Francesca Merlo, Anne Preckel und Marine Henriot – Vatikanstadt/Edmonton, Kanada

Gerry Shigouz kommt aus dem Tootinaowaziibeeng-Reservat in der kanadischen Provinz Manitoba, wo heute etwa 1600 Mitglieder ihres Volkes leben. Die First Nations-Vertreterin ist extra nach Alberta gereist, um dort an der Begegnung mit Papst Franziskus in Maswacis teilzunehmen. Leicht sei ihr die Teilnahme an dem Papst-Treffen mit Indigenen nicht gefallen, sagte sie am Montag vor Ort gegenüber Radio Vatikan:

„Ich bin wirklich nervös, heute hier zu sein. Aber hier bin ich nun und suche eine Entschuldigung – mehr als nur Worte hoffe ich auf Taten.

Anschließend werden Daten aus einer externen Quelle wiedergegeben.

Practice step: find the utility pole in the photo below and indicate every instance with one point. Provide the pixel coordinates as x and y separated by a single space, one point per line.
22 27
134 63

Ich wünsche mir, dass es eine aufrichtige und wahrhaftige Entschuldigung ist und dass Verantwortung für den Schaden und das Unrecht übernommen wird.“

Zum Nachhören - was eine Überlebende sagt

Geschwisterkinder von Eltern getrennt

„George konnte seine Geschichte nie teilen.“

Die Indigene mittleren Alters berichtet, dass sie von 1962 bis 1971 als Mädchen die Residential School Muscoweguan in Lestock in der Provinz Saskatchewan besuchte, auf die auch ihre Geschwister gebracht wurden. „Mein Bruder George besuchte sie elf Jahre lang, meine Schwester Darlene zehn Jahre lang und meine jüngere Schwester Connie sechs Jahre lang“, so Gerry.

Die Erfahrung, die die Geschwisterkinder dort machten, hätten die gesamte Familie gezeichnet, schildert die First Nations-Vertreterin. Sie fühle sich heute vor allem gegenüber ihren Lieben verpflichtet, dieses Unrecht bekanntzumachen. Deshalb sei sie auch nach Maskwacis gekommen:

„Ich bin heute hier, um meinen Bruder George zu verteidigen. George konnte seine Geschichte nie teilen. Er ist nie Vater geworden. Er hat seinen Schulabschluss nicht gemacht, weil er im Internat so viele Traumata erlebt hat“. Auch für ihre Eltern sei sie gekommen, so Gerry, „für meine Mutter und meinen Vater, weil ihre Kinder entführt wurden. Ich stehe hier für sie.“

Zerfurchtes Leben

„Die Welt muss wissen, was passiert“

Sie selbst habe erst Jahrzehnte später, im Jahr 2010, langsam begonnen, über das Leid zu sprechen, dass sie und ihre Geschwister an der Schule erlebten. Im selben Jahr habe sie ihre Beziehungen zur Kirche abgebrochen. Nachdem sie ihr Schweigen gebrochen hatte, habe sie begonnen, ihre Geschichte mit anderen Schülern der Residential Schools zu teilen und darüber in kanadischen Schulen zu berichten.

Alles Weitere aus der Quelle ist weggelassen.